Time-based Blind SQL Injection adalah teknik serangan yang digunakan untuk menguji dan mengeksploitasi kerentanan dalam database ketika tidak ada cara langsung untuk mengambil informasi dari server. Serangan ini bekerja dengan menyuntikkan segmen SQL yang mengandung fungsi tertentu atau kueri berat yang menyebabkan penundaan waktu. Berdasarkan waktu respons dari server, penyerang dapat menyimpulkan informasi tentang database yang ditargetkan

D.Union-based SQLi

Union-based SQL Injection adalah teknik serangan yang memanfaatkan operator UNION dalam SQL untuk menggabungkan beberapa pernyataan SELECT dan mendapatkan data dari tabel lain dalam database. Serangan ini terjadi ketika aplikasi rentan terhadap SQL Injection dan hasil kueri dikembalikan dalam respons aplikasi.

E.Out-of-band SQLi

adalah teknik serangan SQL Injection di mana penyerang mengekstrak data dari database menggunakan saluran komunikasi yang berbeda dari aplikasi web yang diserang. Berbeda dengan teknik lain seperti Union-based atau Blind SQL Injection, metode ini tidak bergantung pada respons langsung dari server web, melainkan menggunakan mekanisme lain seperti DNS queries atau HTTP requests untuk mengirimkan data yang berhasil diekstrak



C3. Cara mengatasi SQL injection 

A.Parameterized Query

Parameterized Query adalah metode dimana sebuah kueri database bahasa SQL menggunakan placeholder atau parameter untuk nilai input yang akan dimasukkan. Parameter ini kemudian diisi dengan nilai-nilai pada saat eksekusi kueri. Hal ini membantu mencegah SQL injection dan meningkatkan keamanan dan efisiensi aplikasi.

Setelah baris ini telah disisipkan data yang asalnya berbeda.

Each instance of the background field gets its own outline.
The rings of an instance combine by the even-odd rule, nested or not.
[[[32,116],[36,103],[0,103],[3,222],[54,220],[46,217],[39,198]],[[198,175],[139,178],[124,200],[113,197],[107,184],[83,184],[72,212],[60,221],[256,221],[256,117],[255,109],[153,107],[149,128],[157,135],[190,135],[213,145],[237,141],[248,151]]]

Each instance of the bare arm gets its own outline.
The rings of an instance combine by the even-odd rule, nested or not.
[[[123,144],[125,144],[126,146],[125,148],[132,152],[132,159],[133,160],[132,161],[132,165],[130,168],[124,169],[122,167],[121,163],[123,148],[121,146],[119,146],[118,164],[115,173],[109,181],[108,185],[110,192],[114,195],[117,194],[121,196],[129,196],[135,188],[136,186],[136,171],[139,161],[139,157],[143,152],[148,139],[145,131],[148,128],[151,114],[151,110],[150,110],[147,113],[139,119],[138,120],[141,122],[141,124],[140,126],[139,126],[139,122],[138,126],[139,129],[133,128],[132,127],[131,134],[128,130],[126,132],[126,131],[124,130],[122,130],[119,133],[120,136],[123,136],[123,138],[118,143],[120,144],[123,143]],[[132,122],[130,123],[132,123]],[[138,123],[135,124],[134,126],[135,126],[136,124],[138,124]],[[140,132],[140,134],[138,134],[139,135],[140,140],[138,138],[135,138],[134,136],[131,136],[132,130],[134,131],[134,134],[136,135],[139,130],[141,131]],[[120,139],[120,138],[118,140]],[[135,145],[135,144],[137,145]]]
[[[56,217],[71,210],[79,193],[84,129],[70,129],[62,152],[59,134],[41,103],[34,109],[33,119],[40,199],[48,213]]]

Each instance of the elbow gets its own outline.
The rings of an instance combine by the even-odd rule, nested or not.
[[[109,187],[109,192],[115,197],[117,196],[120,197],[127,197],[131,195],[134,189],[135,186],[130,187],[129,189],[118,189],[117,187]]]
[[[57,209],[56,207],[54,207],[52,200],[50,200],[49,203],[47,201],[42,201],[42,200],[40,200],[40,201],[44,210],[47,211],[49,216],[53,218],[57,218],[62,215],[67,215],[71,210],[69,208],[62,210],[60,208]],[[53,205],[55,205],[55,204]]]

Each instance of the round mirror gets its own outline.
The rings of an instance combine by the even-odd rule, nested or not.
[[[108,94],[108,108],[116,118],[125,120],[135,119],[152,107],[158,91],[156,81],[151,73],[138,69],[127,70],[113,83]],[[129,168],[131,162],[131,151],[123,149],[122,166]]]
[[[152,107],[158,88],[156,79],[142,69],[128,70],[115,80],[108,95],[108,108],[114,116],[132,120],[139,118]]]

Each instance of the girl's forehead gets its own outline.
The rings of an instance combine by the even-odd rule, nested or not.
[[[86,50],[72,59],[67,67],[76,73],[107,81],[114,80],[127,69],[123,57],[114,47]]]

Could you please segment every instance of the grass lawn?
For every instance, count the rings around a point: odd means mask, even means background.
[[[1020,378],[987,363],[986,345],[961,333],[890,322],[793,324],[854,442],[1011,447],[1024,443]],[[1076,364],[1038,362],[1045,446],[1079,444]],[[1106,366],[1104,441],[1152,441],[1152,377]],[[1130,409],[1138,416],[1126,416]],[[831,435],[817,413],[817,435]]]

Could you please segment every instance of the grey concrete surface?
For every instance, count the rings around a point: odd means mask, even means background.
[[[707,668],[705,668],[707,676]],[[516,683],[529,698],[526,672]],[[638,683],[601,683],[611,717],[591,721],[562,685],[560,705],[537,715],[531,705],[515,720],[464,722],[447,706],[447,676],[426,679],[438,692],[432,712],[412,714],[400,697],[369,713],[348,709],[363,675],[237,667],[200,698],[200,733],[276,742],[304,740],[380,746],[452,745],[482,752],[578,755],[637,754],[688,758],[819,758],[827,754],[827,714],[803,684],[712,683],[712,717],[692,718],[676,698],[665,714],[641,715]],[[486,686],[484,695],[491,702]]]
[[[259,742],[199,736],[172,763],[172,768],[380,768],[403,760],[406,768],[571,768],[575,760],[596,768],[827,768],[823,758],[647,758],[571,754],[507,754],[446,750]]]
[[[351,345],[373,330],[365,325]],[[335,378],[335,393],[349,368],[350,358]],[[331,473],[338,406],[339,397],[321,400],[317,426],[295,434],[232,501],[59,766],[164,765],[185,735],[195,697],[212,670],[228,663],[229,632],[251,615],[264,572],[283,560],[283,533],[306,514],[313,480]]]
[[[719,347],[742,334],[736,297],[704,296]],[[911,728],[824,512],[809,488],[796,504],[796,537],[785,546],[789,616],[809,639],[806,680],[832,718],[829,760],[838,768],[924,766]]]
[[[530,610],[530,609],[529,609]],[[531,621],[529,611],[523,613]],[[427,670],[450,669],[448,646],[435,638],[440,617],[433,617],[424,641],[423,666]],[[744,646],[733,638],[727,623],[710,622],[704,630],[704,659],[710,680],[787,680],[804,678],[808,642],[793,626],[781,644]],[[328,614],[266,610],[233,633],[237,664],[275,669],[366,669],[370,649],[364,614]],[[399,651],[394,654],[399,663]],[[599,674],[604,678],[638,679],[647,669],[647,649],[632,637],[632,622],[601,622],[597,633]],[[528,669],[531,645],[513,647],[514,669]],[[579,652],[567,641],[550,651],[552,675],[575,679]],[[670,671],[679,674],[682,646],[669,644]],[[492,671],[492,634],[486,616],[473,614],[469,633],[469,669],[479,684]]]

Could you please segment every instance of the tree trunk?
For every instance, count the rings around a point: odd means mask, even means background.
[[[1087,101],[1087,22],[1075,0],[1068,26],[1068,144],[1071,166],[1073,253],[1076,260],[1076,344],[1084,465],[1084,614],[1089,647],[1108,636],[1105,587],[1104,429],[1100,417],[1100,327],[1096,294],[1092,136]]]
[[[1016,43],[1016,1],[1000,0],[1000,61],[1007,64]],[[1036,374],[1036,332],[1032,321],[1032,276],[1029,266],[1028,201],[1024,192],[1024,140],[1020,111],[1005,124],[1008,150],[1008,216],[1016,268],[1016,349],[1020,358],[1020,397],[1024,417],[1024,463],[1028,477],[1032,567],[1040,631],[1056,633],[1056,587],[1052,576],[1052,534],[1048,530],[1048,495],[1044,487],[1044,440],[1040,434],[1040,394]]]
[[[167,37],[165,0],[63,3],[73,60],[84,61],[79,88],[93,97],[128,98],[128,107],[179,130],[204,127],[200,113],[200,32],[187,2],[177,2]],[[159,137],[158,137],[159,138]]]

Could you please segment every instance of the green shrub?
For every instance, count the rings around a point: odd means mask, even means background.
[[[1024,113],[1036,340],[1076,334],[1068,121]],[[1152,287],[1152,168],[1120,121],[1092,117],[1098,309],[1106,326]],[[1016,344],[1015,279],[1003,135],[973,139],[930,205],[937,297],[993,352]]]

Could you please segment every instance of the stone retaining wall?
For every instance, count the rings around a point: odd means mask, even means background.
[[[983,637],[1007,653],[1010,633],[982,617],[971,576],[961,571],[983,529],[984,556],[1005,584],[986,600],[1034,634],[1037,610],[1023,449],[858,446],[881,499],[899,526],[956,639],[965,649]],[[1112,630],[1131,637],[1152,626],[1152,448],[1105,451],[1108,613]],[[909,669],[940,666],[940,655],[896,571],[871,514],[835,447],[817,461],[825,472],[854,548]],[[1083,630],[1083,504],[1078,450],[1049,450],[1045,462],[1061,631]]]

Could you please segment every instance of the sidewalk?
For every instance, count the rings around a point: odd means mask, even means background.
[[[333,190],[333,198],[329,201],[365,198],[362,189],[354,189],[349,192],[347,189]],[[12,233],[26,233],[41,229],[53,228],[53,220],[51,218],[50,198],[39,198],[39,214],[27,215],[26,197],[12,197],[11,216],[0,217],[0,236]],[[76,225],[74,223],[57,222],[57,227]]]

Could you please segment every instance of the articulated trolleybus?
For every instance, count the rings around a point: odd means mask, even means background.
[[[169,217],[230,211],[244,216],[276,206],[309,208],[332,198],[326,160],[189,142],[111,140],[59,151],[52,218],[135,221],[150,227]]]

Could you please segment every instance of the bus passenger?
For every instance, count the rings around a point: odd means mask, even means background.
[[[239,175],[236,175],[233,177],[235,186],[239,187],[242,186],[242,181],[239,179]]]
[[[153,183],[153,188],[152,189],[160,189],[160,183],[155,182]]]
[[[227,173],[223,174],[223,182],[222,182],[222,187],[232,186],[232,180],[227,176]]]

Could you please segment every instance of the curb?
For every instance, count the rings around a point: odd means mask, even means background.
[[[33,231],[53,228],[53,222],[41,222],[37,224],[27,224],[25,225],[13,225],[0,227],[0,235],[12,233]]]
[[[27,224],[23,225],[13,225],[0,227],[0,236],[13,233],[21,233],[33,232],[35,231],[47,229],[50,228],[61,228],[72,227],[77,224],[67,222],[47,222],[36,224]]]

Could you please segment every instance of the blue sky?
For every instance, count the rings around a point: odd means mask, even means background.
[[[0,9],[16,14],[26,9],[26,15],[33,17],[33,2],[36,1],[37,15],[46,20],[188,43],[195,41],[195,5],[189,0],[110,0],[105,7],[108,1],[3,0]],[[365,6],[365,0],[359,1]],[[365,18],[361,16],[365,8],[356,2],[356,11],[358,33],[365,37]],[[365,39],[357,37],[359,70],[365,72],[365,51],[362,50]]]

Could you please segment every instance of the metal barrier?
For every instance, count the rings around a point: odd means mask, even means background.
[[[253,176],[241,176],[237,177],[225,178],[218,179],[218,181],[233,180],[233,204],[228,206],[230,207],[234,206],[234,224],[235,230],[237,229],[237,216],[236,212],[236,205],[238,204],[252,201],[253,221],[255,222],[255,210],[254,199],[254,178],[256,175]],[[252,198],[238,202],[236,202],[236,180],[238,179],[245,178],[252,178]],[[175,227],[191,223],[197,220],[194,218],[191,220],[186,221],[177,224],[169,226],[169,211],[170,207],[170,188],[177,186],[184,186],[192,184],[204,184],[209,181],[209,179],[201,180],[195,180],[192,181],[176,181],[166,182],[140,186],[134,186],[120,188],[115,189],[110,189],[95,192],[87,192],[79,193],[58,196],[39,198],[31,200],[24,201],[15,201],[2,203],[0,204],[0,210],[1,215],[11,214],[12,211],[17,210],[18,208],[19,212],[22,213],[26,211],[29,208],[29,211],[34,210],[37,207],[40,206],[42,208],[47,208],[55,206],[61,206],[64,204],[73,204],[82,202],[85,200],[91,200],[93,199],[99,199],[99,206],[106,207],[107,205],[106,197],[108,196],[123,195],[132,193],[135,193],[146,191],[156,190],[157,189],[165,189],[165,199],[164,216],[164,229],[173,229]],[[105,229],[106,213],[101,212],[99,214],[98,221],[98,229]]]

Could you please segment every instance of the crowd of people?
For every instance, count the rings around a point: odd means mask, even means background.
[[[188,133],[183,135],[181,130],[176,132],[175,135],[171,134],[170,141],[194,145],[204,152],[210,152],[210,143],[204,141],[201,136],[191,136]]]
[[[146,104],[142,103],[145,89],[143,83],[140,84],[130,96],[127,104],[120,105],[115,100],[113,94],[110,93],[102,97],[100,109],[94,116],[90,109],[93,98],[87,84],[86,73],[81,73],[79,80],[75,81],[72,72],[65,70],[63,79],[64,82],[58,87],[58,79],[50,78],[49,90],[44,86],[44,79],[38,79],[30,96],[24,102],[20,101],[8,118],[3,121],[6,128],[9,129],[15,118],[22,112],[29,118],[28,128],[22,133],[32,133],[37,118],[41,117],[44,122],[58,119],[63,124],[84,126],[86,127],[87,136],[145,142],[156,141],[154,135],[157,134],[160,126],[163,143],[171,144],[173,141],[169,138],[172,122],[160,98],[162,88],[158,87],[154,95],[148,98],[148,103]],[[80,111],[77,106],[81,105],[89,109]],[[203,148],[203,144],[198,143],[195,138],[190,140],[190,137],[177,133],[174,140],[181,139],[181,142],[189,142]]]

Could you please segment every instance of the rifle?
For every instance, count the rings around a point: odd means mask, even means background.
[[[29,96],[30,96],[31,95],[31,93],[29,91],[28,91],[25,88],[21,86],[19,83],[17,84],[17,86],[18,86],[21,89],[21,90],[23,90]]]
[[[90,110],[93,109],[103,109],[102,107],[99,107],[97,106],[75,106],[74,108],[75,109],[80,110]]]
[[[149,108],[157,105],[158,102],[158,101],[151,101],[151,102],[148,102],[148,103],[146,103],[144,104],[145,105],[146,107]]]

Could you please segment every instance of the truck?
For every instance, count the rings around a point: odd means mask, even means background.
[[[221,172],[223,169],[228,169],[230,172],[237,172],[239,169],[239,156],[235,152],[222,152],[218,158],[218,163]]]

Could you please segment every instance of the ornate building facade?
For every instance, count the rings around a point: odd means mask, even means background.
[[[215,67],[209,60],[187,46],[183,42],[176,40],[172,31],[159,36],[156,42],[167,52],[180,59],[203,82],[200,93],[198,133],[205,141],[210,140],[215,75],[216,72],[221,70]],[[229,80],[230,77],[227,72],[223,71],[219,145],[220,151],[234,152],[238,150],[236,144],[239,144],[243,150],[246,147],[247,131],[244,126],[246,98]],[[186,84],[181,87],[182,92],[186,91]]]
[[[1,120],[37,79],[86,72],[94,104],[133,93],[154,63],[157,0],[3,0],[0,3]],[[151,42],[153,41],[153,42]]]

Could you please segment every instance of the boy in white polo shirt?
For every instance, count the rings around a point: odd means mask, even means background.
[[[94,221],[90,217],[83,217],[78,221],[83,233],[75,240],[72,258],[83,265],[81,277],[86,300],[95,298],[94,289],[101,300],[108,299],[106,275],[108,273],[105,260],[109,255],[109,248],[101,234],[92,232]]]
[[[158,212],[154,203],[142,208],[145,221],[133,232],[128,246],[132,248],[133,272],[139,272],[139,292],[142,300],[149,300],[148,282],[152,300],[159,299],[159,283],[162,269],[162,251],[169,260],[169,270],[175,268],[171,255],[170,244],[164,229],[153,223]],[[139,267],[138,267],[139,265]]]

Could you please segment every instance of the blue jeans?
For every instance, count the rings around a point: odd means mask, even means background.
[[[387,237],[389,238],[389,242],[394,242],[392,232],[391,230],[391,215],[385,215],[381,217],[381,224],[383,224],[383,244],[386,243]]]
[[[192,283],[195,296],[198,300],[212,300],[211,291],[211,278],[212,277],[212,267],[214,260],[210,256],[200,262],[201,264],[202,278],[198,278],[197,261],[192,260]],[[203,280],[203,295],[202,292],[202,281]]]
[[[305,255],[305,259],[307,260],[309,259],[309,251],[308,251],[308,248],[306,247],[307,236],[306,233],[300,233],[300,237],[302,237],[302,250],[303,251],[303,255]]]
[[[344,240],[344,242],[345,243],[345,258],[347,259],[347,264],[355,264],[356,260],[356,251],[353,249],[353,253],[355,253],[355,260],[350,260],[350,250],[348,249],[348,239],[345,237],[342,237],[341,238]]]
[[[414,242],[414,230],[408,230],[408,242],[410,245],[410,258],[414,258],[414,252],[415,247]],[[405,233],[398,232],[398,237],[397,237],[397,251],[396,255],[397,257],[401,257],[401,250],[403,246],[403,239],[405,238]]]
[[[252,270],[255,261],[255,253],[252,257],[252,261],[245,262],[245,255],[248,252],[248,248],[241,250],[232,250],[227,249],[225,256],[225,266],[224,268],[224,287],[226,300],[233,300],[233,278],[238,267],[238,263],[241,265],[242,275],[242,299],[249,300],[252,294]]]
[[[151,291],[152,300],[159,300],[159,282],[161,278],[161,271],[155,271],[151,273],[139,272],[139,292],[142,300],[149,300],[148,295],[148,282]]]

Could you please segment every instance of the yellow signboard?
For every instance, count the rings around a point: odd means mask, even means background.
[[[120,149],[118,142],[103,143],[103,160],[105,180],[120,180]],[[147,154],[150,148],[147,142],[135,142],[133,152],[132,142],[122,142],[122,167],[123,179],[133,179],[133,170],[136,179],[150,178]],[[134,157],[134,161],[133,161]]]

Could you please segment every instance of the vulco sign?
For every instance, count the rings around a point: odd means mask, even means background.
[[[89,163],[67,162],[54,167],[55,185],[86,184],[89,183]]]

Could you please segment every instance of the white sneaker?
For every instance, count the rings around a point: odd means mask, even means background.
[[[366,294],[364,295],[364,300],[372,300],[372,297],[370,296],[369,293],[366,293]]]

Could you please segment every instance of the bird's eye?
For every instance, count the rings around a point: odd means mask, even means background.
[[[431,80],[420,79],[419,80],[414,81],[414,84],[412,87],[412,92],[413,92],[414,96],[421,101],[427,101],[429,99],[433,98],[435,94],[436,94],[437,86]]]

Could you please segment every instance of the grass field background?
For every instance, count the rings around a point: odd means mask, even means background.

B. Web Application Firewall (WAF)

adalah sistem keamanan yang dirancang khusus untuk melindungi aplikasi web dari berbagai serangan siber, seperti injeksi SQL, Cross-Site Scripting (XSS), dan Distributed Denial of Service.

Contoh waf terkenal. Cloudfare,akamai,F5 BIG-IP,

C.Validasi Input

Pastikan input yang bisa sistem terima harus melalui proses validasi dengan benar dan runtut. Terutama memblokir karakter yang tidak penting untuk memastikan data yang pengguna masukkan sesuai dengan format yang Anda mau.

D.Database Hardening

Metode Ini melibatkan tindakan seperti membatasi akses, mengkonfigurasi sistem operasi, dan menggunakan enkripsi untuk meminimalkan risiko serangan. 


D4. kerugian SQL injection 
*Pencurian Data
*Pengrusakan Data
*Pengambilalihan Website(defacement)
*Penurunan Reputasi
*Ancaman keamanan apabila data tersebut data militer

E5.kesimpulan
keamanan aplikasi web yang paling berbahaya dan umum terjadi. Kerentanan ini terjadi ketika input pengguna tidak divalidasi atau disanitasi dengan benar, sehingga memungkinkan penyerang untuk menyisipkan perintah SQL berbahaya ke dalam query database.